- Wisdom, peace and understanding for the Haitian people during this election time
- Continued safety for the construction crew
- Travel mercies for the teams that may be traveling this week; whether that is by road or air
This has been a week of “wait and see”. The Haitian election results were announced on Tuesday evening at 9:00pm. The country was not pleased with the results and some felt the need to demonstrate and others felt violence was the right avenue – property, cars and things that burn were all in the mix. Road blocks were set up with dumpsters and burning tires, the rioters had battles with the UN troops; rocks, trash and burning cars were used as projectiles. Sadly a few people died. Schools were closed, airports were closed, long distance travel was halted and the sane people stayed away from the trouble, waiting for it to subside.

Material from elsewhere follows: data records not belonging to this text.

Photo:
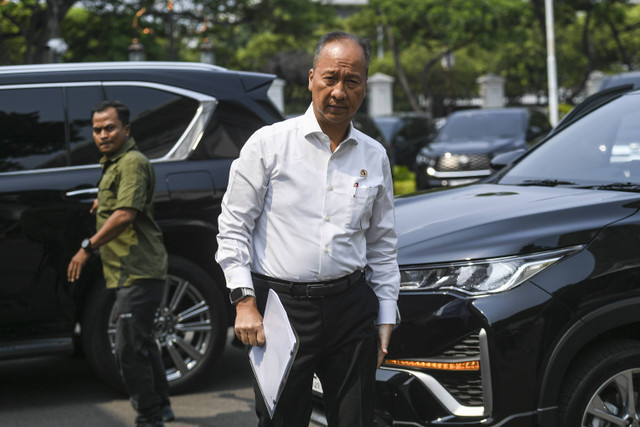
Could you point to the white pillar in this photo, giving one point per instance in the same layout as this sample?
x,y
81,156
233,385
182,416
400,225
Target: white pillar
x,y
552,72
276,94
491,90
380,95
594,82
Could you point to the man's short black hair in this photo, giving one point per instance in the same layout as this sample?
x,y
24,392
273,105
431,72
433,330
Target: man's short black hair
x,y
121,109
341,35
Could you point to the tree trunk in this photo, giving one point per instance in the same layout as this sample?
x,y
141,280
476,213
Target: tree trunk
x,y
401,75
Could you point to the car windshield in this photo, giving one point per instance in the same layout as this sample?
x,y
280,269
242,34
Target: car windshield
x,y
466,126
601,150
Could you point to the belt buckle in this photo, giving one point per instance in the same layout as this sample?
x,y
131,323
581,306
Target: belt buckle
x,y
314,286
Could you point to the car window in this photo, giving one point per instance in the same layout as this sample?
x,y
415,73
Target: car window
x,y
227,132
32,132
158,117
80,101
602,147
465,126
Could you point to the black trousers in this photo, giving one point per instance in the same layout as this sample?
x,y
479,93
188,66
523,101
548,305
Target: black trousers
x,y
338,342
137,352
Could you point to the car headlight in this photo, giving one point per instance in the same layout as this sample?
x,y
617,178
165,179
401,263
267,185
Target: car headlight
x,y
480,277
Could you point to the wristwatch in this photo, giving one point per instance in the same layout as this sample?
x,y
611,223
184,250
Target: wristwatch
x,y
238,293
86,245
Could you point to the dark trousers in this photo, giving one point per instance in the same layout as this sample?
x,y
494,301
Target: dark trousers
x,y
338,342
137,352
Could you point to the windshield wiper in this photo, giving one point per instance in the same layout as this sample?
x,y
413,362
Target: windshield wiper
x,y
546,182
620,186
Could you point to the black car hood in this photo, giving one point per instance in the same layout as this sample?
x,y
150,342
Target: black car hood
x,y
489,220
474,146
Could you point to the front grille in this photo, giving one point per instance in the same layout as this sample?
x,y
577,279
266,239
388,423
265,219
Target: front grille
x,y
465,387
466,347
463,162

All this occurred away from Grand Goâve. Locally there was very little aggravation. There were tires burnt and we saw the aftermath of a road block but at no time did we feel threatened or unsafe.

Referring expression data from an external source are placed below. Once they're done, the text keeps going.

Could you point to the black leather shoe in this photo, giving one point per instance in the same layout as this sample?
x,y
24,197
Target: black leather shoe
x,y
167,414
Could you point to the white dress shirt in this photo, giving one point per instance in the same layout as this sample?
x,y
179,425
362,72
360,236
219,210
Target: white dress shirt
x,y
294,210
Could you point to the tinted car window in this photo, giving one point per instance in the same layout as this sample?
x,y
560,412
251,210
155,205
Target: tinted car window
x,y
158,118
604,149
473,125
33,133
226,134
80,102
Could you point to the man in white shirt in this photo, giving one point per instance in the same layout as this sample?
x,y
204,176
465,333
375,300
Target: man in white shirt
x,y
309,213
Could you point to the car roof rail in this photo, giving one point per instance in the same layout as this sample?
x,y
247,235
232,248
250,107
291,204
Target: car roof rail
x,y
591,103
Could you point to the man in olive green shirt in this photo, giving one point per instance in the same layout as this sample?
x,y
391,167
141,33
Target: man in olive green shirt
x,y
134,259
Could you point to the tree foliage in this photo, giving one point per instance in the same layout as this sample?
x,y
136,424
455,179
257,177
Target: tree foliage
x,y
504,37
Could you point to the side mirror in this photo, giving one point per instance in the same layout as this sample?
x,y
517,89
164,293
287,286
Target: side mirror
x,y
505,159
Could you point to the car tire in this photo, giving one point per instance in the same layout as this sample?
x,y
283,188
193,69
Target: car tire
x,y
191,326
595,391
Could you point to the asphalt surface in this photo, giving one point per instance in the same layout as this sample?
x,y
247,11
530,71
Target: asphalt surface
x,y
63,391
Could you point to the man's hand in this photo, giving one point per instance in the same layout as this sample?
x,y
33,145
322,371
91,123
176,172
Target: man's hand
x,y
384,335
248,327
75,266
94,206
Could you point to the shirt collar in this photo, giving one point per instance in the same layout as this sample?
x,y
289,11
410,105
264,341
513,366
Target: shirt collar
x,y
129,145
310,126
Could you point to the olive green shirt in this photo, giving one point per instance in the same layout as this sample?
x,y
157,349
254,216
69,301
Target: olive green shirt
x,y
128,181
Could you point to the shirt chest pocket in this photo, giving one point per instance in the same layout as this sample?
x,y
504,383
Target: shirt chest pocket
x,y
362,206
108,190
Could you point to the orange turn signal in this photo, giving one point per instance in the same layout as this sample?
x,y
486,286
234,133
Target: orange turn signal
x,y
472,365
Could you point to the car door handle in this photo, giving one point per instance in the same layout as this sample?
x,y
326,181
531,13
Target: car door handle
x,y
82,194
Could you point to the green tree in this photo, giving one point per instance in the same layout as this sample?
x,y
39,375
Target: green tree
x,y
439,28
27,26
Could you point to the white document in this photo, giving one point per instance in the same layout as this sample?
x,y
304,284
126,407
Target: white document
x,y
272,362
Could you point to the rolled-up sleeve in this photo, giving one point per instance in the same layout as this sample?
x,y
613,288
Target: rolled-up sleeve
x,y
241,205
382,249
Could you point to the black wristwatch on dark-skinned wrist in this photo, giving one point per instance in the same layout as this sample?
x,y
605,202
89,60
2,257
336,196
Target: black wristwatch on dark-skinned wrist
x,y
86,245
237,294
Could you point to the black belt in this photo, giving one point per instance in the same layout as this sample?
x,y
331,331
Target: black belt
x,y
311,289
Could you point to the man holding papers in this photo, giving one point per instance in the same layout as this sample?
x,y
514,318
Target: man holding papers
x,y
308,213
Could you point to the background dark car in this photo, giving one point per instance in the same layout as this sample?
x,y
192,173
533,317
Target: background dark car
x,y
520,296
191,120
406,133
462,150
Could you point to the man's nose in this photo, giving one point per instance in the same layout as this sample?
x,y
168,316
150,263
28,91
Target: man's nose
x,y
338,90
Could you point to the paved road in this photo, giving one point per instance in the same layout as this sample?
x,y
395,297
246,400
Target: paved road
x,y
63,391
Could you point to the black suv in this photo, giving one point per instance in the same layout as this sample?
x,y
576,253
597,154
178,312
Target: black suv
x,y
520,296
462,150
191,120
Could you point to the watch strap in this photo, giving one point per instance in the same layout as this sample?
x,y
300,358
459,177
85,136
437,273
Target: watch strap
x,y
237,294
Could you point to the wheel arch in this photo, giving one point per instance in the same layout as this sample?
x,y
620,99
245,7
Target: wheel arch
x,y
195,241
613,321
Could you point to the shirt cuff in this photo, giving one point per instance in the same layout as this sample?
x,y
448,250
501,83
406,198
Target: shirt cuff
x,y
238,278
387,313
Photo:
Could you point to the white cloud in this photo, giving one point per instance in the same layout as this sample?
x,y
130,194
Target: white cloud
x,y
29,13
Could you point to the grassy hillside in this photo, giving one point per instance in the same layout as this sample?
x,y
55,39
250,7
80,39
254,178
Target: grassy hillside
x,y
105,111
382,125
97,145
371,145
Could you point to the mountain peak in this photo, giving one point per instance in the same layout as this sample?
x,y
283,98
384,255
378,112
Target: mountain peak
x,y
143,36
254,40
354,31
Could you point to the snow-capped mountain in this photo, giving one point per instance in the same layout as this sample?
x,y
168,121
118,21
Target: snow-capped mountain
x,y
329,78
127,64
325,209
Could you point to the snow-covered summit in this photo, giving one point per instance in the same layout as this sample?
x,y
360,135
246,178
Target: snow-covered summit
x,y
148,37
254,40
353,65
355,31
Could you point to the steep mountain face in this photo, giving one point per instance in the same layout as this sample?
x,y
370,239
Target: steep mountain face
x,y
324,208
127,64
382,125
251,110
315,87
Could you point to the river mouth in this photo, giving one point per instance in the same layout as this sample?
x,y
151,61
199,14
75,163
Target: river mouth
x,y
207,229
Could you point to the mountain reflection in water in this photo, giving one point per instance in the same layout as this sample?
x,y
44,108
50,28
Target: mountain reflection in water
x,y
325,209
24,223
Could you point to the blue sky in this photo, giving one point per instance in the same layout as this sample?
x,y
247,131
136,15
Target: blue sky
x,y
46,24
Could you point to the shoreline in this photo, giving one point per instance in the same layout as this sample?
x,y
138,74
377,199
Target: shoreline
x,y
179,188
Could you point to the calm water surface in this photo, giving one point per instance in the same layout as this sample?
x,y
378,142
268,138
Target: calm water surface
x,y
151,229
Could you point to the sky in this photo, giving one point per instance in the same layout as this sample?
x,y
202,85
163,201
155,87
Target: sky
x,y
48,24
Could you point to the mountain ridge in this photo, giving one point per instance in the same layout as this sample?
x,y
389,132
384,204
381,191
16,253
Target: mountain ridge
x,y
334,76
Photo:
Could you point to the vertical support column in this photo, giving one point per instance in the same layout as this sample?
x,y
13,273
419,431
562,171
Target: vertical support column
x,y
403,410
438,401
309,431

On Saturday (11th) things had settled down and we know people from Grand Goâve made it into Port-au-Prince, for shopping and others made it to the airport too.

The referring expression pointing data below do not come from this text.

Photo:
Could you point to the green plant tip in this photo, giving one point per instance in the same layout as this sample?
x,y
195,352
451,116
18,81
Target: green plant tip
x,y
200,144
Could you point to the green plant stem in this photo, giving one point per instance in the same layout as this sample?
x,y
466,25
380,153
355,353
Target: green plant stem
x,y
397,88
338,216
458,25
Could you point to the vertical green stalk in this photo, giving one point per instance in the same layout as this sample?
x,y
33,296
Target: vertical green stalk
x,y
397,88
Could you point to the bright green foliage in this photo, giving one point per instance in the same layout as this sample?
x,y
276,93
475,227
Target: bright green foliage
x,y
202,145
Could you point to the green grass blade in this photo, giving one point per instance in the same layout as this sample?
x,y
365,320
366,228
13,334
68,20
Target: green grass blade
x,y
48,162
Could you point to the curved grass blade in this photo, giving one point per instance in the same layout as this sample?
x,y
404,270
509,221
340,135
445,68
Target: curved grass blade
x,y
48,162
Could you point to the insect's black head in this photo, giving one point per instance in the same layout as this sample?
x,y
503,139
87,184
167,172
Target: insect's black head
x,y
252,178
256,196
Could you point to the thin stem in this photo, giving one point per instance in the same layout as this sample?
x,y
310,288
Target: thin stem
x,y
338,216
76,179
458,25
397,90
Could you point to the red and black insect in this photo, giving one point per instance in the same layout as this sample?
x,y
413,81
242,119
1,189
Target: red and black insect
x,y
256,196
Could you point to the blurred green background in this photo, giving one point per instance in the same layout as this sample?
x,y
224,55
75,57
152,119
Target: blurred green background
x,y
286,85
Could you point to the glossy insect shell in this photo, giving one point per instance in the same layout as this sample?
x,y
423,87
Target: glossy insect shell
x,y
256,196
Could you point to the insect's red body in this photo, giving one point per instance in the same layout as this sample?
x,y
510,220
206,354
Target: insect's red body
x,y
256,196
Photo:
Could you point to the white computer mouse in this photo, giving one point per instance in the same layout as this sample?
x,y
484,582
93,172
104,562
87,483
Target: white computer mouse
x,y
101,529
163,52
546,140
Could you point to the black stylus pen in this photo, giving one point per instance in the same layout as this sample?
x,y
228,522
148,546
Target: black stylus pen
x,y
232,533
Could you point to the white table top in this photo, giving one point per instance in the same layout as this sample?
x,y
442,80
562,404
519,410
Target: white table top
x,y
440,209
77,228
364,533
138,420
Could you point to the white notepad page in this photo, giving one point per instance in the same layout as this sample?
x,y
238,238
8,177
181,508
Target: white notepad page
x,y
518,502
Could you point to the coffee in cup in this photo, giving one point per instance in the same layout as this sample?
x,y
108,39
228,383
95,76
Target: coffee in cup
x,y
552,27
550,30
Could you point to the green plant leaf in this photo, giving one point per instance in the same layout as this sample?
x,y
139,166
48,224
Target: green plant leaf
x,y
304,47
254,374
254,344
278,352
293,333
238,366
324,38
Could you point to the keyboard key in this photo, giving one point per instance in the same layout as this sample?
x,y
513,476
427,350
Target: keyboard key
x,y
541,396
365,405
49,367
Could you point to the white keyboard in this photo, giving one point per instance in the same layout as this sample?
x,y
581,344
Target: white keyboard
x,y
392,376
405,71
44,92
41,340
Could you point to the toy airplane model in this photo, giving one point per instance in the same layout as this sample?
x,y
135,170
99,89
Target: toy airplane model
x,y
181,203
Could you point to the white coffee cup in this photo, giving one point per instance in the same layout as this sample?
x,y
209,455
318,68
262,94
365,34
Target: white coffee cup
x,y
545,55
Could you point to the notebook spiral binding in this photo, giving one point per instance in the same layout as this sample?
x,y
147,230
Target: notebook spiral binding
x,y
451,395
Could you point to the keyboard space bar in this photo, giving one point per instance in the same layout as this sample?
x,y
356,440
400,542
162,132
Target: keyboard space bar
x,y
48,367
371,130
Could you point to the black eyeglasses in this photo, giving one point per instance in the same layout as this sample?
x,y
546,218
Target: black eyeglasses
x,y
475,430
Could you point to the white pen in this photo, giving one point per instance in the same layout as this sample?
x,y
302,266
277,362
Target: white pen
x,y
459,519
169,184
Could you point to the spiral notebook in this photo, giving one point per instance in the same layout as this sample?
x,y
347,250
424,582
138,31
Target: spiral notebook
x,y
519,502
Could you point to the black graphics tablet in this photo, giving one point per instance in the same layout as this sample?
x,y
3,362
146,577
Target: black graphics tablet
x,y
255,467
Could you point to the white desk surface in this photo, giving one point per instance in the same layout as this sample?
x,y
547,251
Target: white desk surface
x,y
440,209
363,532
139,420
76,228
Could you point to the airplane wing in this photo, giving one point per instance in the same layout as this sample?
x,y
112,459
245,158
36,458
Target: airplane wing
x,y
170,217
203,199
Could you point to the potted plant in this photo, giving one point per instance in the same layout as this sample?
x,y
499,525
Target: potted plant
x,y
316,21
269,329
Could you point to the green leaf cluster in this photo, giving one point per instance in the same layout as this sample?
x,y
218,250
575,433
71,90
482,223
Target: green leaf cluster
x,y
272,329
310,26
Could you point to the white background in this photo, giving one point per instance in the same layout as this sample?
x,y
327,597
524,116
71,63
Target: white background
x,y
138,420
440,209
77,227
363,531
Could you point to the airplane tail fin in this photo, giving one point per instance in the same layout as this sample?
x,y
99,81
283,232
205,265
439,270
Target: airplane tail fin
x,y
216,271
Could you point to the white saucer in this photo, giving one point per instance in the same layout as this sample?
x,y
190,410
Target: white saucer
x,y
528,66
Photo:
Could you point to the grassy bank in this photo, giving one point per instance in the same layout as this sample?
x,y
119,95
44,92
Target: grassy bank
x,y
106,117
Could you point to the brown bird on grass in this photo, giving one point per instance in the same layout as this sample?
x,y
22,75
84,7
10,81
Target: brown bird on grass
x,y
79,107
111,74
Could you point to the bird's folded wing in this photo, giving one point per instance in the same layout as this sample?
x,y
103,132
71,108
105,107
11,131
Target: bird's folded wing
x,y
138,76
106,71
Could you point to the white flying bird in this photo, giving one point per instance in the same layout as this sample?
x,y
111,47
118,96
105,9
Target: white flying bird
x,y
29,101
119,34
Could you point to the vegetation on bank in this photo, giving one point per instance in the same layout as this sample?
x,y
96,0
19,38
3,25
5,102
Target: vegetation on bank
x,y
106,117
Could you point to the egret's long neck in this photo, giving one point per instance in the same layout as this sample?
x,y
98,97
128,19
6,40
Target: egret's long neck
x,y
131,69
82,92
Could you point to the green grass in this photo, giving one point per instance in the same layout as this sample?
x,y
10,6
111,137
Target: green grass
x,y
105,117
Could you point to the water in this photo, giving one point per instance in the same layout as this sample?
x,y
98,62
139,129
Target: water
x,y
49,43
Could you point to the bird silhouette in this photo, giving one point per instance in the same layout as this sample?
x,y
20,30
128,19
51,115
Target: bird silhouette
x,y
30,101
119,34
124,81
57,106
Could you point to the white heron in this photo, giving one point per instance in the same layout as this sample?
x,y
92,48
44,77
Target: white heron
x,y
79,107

|Left over barricade in Grand Goave|
On Monday we took the water filters to the school construction site; they were very well received.
On Tuesday I built a table specifically for the water filters. We took it down to the site on Thursday and it has been equally well received. We are hoping that the interest will be peaked and perhaps we may do a shopping trip to Jacmel and get some more for the residents of Grand Goâve.
|The table, with one filter bucket in use|
|This is the Nan Ti So (a.k.a Kay Luseis) pump|
Tuesday was a WASH day! (Water And Health Sanitation) Not only did we install the Indian pump we also had an offer for Jeanson to attend a one day seminar/training on pump rehabilitation, run by Edge Ministries http://www.edgeoutreach.com/ . The comments back, after the training were “Rick and Lynn had glowing things to say about Jeanson." It is really great to see the Lord open doors and to see what happens when we accept the chance to step through the door.
Also on Tuesday I finally completed the inverter at the Volunteer house. Having wired it all up I attached the final battery terminal to the inverter – there was a big spark, the controller started to beep – the error light flashed and went solid red (not good). I gritted my teeth and tighten the last bolt. All went quiet and the machine settled down and the error light went off. I switched over the breaker switch and it all worked! I ran the generator to charge the batteries that had been at the house since August – they charged, fully in less than 15 minutes.
Tuesday night and Wednesday Port-au-Prince had the riots. We were meant to be meeting up with Steve and Garth, from BMS. We were in contact via skype and e-mail with them as well as talking to our local colleagues that lived between here and Port – it was a “No Go!” situation. Thursday was the same and Steve and Garth made plans to return to the UK by an alternative route. We truly hope to see them, here, next year.
As our plans had been turned upside down we were able to use the time to clear through some correspondence and administration. The depot, at the staff house has been cleaned up, and we have tidied up the guest rooms after their doors were completed and the window screens needed some edge work on them, to seal the screens well.
This weekend Brenda and I worked on the doors and some wall painting too. Jenny joined us with the varnishing, on Sunday afternoon. This task seems a long way from completion but the back door, now complete, looks grand. Hopefully we will be as pleased with all the doors, one day.